初めて踏み入れた場所に自然と周りを見渡してしまう。
「どう?想像通りの部屋だった?」
顔を覗き込むようにして私の顔を見る、春。
「まあ…うん。掃除しない割に綺麗ね」
「ちょっと片付けたんだ。凛を部屋に入れると思うと綺麗にしとかなきゃと思ってさ」
「本当はこんなに綺麗じゃない」と、珍しく苦笑いを浮かべる。
だから先に部屋に戻ったのか。
「部屋の紹介をしたかったわけ?」
「まさか~」
こっち、と
私の手を取って
部屋の奥へと連れられる。
そこにはまたドアがあって
そこをなんの躊躇いもなく開ける春を後ろから見つめていれば
「……凄い」
思わず声が出るくらいに
その中は沢山の本でいっぱいだった。
「有名な本ばかりだけどね。

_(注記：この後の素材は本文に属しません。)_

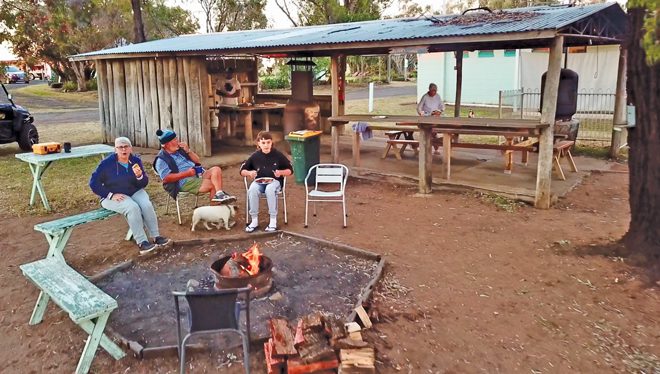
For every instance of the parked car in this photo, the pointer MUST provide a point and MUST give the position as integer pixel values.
(13, 74)
(16, 123)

凛の事だからほとんど読んだ事があるんじゃないかな?」
そう言われ本棚をジッと眺めてみる。
確かに読んだことのある本があるものの
もちろん、知らない本もある。
知らない、というか、読んだことの無いもの。
「これ……全部、読んだの?」
「ううん、全く。ほとんど貰い物でさ、貰っても読む暇なくて一度も読んでない。」
「(また貰い物……)」
食材の次は本まで。
ほんとコイツは一体何者なんだ。